Data centers comprise an integral part of today's internet-based computing infrastructure upon which society relies. Applications ranging from e-commerce and web servers to grid computing for scientific research use the computation and storage provided by data centers. By consolidating resources, including hardware and system administration, data center customers can reduce expenses. However, customers expect a reasonable level of service from data centers, even with varying demand for the services these systems provide. To maximize service across all customers, a data center can provide differentiated service levels to various applications (customers) based on a contracted Service Level Agreement (SLA).
SLAs specify requirements in terms of agreed upon metrics (e.g., performance, availability, output bandwidth, server load), and they usually include several price points for different service levels. Unfortunately, with multithreaded system models (e.g., multiprocessors) simple extensions to conventional uniprocessor metrics can be misleading. The challenge is to develop metrics that bridge the gap between low-level hardware behavior and high-level metrics.
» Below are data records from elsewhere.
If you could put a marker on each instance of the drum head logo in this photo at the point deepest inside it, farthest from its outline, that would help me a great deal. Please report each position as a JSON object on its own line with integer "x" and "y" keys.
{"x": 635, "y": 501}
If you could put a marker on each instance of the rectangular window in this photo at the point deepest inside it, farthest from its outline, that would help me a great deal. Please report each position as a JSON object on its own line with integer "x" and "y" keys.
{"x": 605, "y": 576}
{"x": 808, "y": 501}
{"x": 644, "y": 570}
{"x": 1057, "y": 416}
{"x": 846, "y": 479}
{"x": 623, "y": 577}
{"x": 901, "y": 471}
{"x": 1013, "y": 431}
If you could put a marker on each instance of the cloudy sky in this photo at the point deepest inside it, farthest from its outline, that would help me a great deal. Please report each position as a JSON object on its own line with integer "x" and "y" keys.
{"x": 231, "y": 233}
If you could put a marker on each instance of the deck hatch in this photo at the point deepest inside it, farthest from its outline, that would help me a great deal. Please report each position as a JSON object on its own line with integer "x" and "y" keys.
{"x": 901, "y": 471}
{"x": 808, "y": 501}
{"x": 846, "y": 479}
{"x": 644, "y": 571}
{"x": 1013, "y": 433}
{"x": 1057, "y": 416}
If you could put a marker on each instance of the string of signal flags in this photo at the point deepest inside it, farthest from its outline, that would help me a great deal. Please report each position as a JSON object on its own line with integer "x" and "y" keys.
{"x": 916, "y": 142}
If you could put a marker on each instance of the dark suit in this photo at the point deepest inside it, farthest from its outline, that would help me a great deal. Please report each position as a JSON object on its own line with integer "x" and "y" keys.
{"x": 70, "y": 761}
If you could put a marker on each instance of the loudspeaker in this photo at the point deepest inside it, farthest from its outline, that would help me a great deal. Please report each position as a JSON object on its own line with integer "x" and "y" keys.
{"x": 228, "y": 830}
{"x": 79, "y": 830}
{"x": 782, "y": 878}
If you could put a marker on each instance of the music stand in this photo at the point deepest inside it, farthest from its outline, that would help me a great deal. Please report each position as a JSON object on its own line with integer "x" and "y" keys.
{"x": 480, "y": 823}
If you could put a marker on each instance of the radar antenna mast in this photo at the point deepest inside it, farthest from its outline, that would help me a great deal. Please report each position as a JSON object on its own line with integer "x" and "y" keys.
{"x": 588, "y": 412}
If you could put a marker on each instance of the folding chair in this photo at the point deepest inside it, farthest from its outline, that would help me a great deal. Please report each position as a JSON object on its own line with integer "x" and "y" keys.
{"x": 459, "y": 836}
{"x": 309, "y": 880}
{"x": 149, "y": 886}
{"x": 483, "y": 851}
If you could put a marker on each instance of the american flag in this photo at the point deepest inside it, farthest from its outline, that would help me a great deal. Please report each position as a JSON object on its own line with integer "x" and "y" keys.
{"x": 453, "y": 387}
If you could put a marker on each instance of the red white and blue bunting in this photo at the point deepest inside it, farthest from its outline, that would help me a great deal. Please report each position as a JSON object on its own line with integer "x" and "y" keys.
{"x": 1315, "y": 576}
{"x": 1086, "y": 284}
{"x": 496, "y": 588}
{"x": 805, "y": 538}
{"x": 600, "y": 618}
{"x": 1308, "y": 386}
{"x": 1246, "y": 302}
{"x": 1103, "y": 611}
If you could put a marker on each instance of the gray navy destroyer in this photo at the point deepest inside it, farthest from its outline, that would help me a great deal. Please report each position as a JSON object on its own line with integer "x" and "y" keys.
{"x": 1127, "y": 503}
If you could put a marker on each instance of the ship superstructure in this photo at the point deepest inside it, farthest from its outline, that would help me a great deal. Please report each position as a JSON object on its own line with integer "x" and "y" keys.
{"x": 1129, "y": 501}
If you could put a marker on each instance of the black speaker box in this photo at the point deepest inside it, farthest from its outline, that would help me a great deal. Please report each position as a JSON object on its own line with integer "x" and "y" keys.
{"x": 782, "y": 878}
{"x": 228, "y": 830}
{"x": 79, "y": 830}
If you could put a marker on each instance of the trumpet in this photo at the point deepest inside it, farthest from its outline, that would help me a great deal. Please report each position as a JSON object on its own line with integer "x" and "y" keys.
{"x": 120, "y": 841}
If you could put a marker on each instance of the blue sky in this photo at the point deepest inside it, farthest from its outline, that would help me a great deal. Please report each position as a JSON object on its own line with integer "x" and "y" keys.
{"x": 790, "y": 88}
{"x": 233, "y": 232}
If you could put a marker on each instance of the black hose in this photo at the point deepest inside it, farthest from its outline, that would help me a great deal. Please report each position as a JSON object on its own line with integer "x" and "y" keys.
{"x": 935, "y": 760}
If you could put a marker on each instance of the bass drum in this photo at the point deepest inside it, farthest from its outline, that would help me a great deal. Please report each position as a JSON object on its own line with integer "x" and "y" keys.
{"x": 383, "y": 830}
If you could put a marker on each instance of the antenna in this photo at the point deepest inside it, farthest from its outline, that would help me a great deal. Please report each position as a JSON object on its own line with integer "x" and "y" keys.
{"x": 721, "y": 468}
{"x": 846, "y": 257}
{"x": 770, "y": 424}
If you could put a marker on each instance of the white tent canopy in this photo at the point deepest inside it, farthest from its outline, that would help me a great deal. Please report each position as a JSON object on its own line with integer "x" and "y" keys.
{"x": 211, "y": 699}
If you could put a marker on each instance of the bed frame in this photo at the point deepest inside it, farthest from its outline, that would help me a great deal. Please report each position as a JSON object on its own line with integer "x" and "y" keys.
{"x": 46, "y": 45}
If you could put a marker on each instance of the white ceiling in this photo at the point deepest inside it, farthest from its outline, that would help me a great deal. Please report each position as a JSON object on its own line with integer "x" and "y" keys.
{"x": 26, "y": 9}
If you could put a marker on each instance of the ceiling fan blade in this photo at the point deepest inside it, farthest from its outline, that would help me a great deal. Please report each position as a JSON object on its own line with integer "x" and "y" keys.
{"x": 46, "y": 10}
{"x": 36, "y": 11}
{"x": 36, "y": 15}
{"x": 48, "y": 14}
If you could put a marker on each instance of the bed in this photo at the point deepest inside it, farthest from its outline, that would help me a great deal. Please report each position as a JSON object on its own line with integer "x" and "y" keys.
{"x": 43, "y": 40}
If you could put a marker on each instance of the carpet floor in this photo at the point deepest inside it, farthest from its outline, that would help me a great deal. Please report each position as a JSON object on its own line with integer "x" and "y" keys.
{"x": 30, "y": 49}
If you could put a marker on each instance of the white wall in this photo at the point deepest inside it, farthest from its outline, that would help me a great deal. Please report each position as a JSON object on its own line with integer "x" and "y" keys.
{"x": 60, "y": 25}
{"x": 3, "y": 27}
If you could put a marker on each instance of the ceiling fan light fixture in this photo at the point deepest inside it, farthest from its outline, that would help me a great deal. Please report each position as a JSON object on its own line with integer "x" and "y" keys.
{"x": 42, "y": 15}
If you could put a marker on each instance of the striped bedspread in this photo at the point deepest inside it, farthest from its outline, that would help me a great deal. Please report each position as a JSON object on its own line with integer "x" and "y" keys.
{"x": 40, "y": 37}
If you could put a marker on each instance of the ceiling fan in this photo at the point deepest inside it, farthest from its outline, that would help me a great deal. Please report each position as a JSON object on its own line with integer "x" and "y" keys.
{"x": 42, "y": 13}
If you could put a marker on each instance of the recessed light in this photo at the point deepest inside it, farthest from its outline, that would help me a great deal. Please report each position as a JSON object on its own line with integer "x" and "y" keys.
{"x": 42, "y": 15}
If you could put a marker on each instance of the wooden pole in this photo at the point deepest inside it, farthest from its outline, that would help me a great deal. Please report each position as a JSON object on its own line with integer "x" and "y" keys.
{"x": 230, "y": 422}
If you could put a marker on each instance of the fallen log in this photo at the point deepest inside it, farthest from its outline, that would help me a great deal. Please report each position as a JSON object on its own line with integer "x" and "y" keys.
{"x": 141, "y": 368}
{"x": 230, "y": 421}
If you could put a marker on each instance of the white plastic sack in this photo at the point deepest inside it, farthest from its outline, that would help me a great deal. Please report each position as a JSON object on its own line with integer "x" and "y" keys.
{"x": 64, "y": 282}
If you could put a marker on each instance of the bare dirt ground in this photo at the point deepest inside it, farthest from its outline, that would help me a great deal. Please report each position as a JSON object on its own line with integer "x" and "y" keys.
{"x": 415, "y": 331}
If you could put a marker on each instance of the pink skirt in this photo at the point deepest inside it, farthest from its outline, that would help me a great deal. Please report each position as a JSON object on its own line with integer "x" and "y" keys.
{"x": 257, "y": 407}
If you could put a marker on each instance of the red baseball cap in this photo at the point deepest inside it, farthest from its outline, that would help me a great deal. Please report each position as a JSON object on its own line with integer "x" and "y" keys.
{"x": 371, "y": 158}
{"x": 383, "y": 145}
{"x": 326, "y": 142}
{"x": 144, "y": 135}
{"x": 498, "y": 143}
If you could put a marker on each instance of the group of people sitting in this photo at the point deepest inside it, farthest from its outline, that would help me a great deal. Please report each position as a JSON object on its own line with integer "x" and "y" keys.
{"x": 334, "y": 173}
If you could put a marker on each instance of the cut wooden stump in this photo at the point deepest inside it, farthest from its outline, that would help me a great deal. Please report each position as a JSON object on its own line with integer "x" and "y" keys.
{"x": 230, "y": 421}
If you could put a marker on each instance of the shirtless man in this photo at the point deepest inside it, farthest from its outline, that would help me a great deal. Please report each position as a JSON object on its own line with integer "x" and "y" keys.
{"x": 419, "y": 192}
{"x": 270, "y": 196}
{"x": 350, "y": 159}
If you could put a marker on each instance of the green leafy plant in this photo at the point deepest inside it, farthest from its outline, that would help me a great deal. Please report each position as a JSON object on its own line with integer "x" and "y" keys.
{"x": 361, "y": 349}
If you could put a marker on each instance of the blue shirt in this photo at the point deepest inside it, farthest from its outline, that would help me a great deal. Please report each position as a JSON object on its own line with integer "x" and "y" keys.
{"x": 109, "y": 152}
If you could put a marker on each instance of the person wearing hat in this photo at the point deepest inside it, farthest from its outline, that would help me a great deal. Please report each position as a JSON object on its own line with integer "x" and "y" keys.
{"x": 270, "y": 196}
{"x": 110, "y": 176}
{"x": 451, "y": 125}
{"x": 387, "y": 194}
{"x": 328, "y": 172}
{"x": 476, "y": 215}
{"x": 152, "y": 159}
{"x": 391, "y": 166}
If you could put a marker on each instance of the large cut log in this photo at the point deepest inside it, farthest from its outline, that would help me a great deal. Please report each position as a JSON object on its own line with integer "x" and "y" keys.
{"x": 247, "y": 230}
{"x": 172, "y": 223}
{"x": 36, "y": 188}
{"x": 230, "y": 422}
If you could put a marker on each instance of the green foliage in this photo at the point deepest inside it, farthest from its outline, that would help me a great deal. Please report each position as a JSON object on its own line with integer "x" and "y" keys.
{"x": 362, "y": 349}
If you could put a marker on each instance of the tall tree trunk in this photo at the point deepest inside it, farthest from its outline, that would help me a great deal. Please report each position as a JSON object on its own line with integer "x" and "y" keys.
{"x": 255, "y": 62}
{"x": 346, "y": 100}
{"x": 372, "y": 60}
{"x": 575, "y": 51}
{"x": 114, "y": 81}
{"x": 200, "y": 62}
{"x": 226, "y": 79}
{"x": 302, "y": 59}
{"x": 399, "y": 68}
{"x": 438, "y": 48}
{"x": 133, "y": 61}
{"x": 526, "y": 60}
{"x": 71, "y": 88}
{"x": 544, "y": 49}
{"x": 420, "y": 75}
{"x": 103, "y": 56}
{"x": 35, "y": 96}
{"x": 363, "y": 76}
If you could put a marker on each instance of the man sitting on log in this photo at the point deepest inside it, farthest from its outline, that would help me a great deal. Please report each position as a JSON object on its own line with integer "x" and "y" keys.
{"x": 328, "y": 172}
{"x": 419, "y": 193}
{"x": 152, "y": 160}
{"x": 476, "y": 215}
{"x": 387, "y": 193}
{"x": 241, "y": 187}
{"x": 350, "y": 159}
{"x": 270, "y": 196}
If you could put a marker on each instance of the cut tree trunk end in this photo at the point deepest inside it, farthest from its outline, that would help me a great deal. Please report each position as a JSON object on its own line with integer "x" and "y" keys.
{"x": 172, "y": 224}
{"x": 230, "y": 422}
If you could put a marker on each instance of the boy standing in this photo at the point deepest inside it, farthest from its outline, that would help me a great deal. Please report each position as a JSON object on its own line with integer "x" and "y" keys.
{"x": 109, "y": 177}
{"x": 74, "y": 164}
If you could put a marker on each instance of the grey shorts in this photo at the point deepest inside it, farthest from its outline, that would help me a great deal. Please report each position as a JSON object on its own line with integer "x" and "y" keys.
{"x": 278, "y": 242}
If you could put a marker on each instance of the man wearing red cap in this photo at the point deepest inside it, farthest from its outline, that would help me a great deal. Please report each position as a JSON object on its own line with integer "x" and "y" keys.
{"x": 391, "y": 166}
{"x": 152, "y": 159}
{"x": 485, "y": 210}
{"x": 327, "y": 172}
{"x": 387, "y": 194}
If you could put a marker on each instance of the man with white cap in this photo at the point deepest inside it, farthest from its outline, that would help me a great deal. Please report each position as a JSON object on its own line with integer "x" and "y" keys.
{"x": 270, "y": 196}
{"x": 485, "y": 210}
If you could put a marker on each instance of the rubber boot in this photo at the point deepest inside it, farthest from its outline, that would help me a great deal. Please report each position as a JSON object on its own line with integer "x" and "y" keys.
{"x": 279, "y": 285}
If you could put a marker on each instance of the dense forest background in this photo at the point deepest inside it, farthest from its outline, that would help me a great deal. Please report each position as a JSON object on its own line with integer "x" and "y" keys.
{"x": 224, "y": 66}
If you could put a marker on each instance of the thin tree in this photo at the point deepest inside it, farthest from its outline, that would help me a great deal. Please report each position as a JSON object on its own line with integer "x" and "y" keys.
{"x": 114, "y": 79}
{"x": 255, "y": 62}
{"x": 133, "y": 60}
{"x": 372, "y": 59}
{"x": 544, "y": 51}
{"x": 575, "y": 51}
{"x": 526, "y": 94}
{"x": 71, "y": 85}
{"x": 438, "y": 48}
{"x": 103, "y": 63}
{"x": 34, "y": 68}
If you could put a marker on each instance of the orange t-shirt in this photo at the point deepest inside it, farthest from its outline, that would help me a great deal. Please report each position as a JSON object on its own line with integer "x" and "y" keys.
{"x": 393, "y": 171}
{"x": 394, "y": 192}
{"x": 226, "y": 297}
The proposed research addresses this need by exploring a design space that includes SLA metrics, system models, hardware-level metrics, and implementations. The project will develop hardware-level metrics by considering both the system model and the intended use of the metric. Once the metric is defined, various hardware implementations can be explored. A case study SLA performance metric and a corresponding hardware metric called Critical Instructions Per Cycle (CIPC) have been developed. Preliminary results with full-system simulation and commercial workloads reinforce the hypothesis that metrics must capture the behavior of low-level hardware.